Certaines de vos œuvres possèdent un style aquarelle, pourquoi ce choix de proposition ? Et quel est son apport dans sa relation avec le numérique ?
Au fil de mes réalisations, j’ai cherché des moyens de rendre mes dessins vivants. J’ai commencé par les animer dans le cadre de court-métrages. Peu à peu, j’ai eu envie de faire entrer le spectateur dans mes œuvres, j’ai alors commencé à travailler sur des dispositifs d’installations immersifs. Aujourd’hui, mes recherches m’ont amené vers les moteurs de jeu vidéo, qui m’ont permis d’interagir avec mes dessins. Pour moi ce sont deux opposés, deux processus créatifs différents. L’aquarelle se caractérise par une certaine spontanéité, une surprise, et sa transparence confère aux couleurs un aspect lumineux et pur. Elle permet à la fois la subtilité et la liberté, un flou dans les contours et des transitions tonales douces et naturelles. L’aquarelle est vivante, elle palpite, captant l’énergie de la nature de la vie. Je réalise mes dessins sans croquis préparatoire, en laissant glisser le pinceau sur la page blanche, parfois de manière quasi automatique. Il s’agit presque d’un protocole qui vise à découvrir de nouvelles sensations et de nouvelles formes. La phase de création numérique est différente, plus longue, la précision d’exécution des tâches est plus importante, plus contrôlée. Malgré tout, je réalise de plus en plus souvent des modèles 3D, qui prolongent mes peintures et je les colorise avec des textures que j’ai préalablement peintes. Pour moi, il s’agit de pénétrer dans le déploiement des pigments, pour que le spectateur ait la sensation de traverser physiquement l‘univers auquel je donne vie.
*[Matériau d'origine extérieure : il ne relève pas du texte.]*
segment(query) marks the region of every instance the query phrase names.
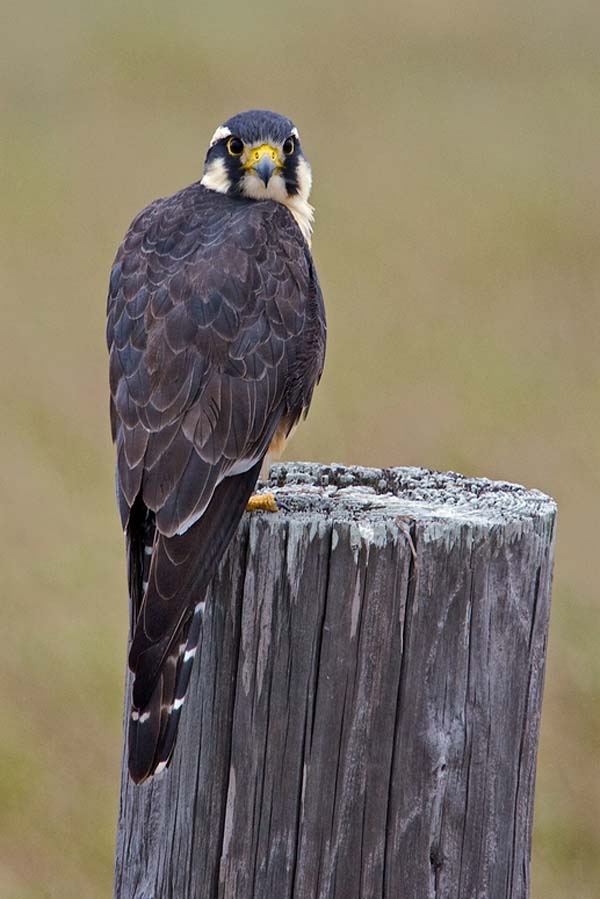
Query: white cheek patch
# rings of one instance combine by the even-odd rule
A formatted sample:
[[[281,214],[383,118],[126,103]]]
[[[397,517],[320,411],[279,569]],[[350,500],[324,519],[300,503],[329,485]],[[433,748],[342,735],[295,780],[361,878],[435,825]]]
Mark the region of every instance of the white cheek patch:
[[[231,187],[229,174],[222,159],[213,159],[207,167],[200,184],[209,190],[216,190],[220,194],[226,194]]]
[[[219,125],[219,127],[217,128],[217,130],[215,131],[215,133],[213,134],[213,136],[210,139],[209,148],[214,147],[214,145],[217,143],[217,141],[223,140],[224,137],[229,137],[230,134],[231,134],[231,131],[229,130],[229,128],[227,128],[225,125]]]
[[[312,170],[306,159],[298,160],[296,169],[298,179],[298,194],[303,200],[308,200],[312,188]]]

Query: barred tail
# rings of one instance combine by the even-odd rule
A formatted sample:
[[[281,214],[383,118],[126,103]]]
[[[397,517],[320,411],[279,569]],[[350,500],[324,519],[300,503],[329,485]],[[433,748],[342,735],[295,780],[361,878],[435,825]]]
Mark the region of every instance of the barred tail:
[[[171,761],[181,710],[190,683],[194,657],[202,633],[204,602],[199,602],[191,622],[169,651],[150,702],[132,708],[129,716],[129,773],[143,783],[160,774]],[[184,636],[187,631],[187,638]]]

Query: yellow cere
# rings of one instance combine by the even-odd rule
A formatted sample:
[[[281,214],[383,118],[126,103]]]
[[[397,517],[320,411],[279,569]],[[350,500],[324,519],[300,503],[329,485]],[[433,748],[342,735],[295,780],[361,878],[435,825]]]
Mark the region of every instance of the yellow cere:
[[[274,163],[276,163],[277,168],[281,168],[281,158],[279,156],[279,150],[276,147],[272,147],[271,144],[261,144],[260,147],[252,147],[249,151],[248,159],[244,163],[245,169],[253,168],[263,156],[268,155],[271,157]]]

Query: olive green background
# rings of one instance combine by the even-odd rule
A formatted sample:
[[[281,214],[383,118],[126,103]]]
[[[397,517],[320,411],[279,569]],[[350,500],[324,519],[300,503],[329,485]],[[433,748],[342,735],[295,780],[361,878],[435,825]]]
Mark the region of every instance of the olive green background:
[[[600,895],[600,6],[3,4],[0,895],[111,892],[127,597],[113,254],[229,115],[313,164],[325,375],[288,458],[559,502],[536,899]],[[210,822],[207,822],[210,826]]]

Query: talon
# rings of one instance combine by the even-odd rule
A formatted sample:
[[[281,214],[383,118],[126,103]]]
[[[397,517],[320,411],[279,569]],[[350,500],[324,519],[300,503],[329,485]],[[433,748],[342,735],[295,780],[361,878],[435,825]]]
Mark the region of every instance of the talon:
[[[279,512],[279,506],[272,493],[257,493],[248,500],[246,512]]]

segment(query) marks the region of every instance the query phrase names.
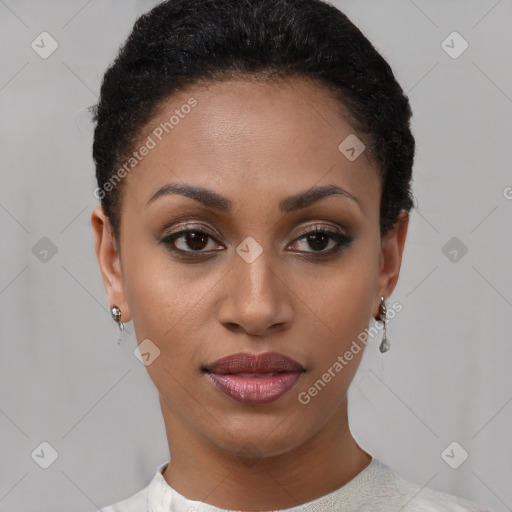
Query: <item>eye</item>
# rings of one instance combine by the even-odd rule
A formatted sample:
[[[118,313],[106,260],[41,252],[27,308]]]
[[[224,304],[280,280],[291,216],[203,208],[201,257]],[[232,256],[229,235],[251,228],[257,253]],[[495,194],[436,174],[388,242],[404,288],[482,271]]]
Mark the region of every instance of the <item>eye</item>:
[[[212,251],[221,250],[215,249],[215,244],[210,244],[210,240],[216,241],[215,237],[204,228],[189,228],[167,235],[161,242],[167,245],[170,251],[178,255],[201,257]],[[313,250],[296,249],[297,252],[318,253],[318,256],[328,256],[350,245],[353,239],[342,233],[315,226],[295,239],[292,245],[297,245],[301,240],[304,240],[304,245],[309,245]],[[331,247],[326,250],[329,244],[331,244]]]
[[[320,253],[321,255],[330,255],[339,252],[352,242],[352,238],[347,235],[319,226],[315,226],[313,229],[303,233],[302,236],[295,240],[294,244],[297,244],[300,240],[305,240],[305,244],[313,248],[312,251],[305,250],[303,252]],[[329,243],[333,245],[331,245],[329,250],[325,250]]]
[[[210,252],[214,250],[208,247],[208,240],[215,240],[212,234],[203,229],[184,229],[172,235],[167,235],[162,242],[169,246],[169,250],[178,253],[197,253]],[[188,249],[187,249],[188,248]]]

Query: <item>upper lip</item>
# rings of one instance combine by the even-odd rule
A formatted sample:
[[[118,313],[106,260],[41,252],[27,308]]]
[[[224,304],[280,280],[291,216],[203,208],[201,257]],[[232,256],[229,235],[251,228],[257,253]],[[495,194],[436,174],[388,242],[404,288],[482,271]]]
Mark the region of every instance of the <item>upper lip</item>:
[[[249,354],[237,352],[218,359],[205,367],[210,373],[268,373],[268,372],[303,372],[305,368],[297,361],[277,352]]]

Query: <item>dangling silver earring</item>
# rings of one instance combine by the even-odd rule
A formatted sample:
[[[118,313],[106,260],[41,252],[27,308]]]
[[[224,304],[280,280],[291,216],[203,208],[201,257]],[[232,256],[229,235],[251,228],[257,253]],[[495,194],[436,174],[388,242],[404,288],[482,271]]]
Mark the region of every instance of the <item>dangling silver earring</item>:
[[[382,341],[380,343],[379,350],[381,352],[387,352],[389,350],[389,340],[387,337],[387,327],[386,327],[386,304],[384,302],[384,297],[380,298],[380,304],[379,304],[379,320],[384,324],[384,334],[382,336]]]
[[[112,315],[112,318],[119,325],[119,331],[121,334],[119,335],[119,340],[117,341],[117,344],[121,345],[121,336],[123,335],[123,329],[124,329],[124,324],[123,324],[123,322],[121,322],[121,310],[114,304],[110,308],[110,314]]]

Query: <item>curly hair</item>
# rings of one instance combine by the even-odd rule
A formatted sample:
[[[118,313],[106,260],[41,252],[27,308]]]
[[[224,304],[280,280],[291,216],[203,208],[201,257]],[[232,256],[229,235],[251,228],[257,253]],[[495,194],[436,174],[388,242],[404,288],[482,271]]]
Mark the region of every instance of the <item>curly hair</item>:
[[[91,107],[95,195],[116,240],[122,187],[103,189],[163,102],[194,84],[249,77],[313,80],[348,109],[381,178],[381,236],[414,207],[408,98],[345,14],[323,0],[166,0],[137,19]]]

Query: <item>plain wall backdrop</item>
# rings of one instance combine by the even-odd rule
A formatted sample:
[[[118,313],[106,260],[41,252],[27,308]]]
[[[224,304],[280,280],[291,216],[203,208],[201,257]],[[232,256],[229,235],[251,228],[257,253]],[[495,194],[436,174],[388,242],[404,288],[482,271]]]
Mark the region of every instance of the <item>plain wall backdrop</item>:
[[[85,110],[156,3],[0,0],[5,512],[92,512],[168,460],[156,390],[131,323],[117,345],[94,254]],[[335,5],[393,67],[417,141],[418,209],[388,299],[403,309],[391,350],[379,352],[380,335],[366,348],[353,434],[410,480],[512,510],[512,1]]]

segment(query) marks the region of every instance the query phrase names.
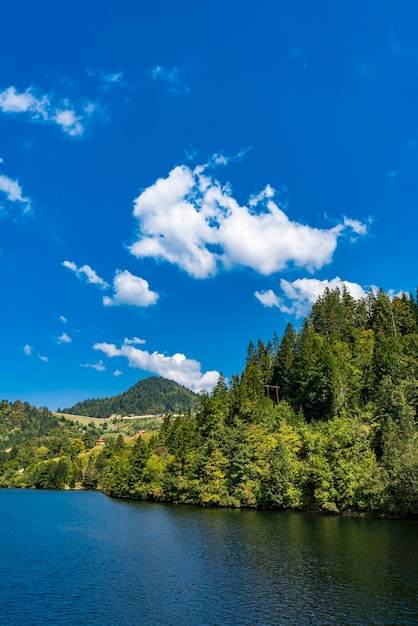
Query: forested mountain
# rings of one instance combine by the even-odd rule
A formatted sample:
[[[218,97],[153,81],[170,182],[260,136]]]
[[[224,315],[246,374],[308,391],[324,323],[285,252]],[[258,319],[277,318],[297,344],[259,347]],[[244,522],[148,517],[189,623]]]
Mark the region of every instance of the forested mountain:
[[[354,300],[327,290],[299,330],[289,324],[281,339],[251,342],[241,375],[229,385],[221,376],[195,413],[168,412],[157,432],[126,439],[103,431],[100,447],[48,412],[3,402],[0,485],[418,516],[417,373],[418,297],[379,291]]]
[[[84,400],[63,413],[107,418],[111,415],[185,413],[196,406],[197,394],[173,380],[151,376],[112,398]]]

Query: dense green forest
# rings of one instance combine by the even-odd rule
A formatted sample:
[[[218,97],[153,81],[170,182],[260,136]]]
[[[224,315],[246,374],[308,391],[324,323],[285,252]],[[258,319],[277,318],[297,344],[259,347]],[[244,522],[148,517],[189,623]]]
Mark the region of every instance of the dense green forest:
[[[158,415],[167,411],[177,414],[194,410],[196,399],[195,393],[173,380],[151,376],[118,396],[84,400],[62,412],[103,418],[111,415]]]
[[[327,290],[299,330],[251,342],[242,374],[229,385],[221,376],[195,413],[167,414],[157,432],[119,434],[100,449],[83,441],[88,431],[69,436],[61,425],[69,452],[38,445],[34,424],[36,444],[16,433],[2,450],[0,484],[44,487],[48,463],[58,473],[65,463],[58,486],[122,498],[417,515],[417,372],[417,297]],[[4,411],[14,405],[3,403],[2,425]]]

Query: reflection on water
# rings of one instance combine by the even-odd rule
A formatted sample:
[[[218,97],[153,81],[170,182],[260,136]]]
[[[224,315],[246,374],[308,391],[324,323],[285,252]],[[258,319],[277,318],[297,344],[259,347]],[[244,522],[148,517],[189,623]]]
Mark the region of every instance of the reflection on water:
[[[418,624],[418,525],[0,490],[8,624]]]

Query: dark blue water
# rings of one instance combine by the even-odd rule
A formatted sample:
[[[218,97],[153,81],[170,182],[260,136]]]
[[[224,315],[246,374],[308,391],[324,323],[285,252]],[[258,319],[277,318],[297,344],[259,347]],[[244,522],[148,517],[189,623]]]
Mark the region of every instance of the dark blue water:
[[[418,525],[0,490],[0,623],[418,624]]]

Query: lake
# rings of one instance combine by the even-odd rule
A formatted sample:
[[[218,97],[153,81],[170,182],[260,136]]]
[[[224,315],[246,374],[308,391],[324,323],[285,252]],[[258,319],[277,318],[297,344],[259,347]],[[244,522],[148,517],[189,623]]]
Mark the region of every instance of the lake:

Comment avez-vous imaginé cette exposition en Chine ? Y a-t-il eu des particularités que vous avez pris en compte ?
Mon installation Contre-Nature a été conçue pour s’adapter à tous les espaces. Il s’agit d’un écran de 14 mètres de long, capable de se plier en plusieurs sections. Mon objectif est de faire en sorte que lorsque le visiteur pénètre dans la salle et soit d‘abord confronté à un grand écran, puis au cours de sa déambulation, il se retrouve plongé dans le panorama des paysages animés, pour finalement contourner l’œuvre et découvrir l’envers de la projection immersive où apparaissent les ombres des spectateurs mélangés à la vidéo.
Concernant la réalité virtuelle, comment appréhendez vous l’expérience du public concernant vos œuvres ? Sachant qu’il est non seulement spectateur mais aussi acteur de vos créactions VR.
Je développe actuellement The Garden, une installation immersive et interactive qui associe moteur jeu, réalité virtuelle et vidéo mapping immersif. Le spectateur s’installe au centre de l’espace. Il contrôle, malgré lui, en jouant dans le casque VR, la projection mapping qui tapisse les murs de la salle d’exposition. Sans cette implication d’un spectateur/acteur, l’expérience collective reste sur pause. C’est également le cas dans mon installation Enlarge Yourself : si le spectateur ne s’implique pas physiquement sur le rameur, l’image reste en pause. Il s’agit de créer un dialogue entre le spectateur et l’œuvre qui prendra vie lorsque celui-ci sera actif. Dans le cas de The Garden, l’interactivité constitue en elle-même une strate d’écriture qui vient s’additionner aux autres. Dans cette expérience, le spectateur entretient un rapport de contrôle synthétique et technologique envers les végétaux. Cette expérience subjective lui permet d’incarner cette civilisation qui domine l’ensemble du vivant. Il a le droit de vie et de mort sur ces créatures.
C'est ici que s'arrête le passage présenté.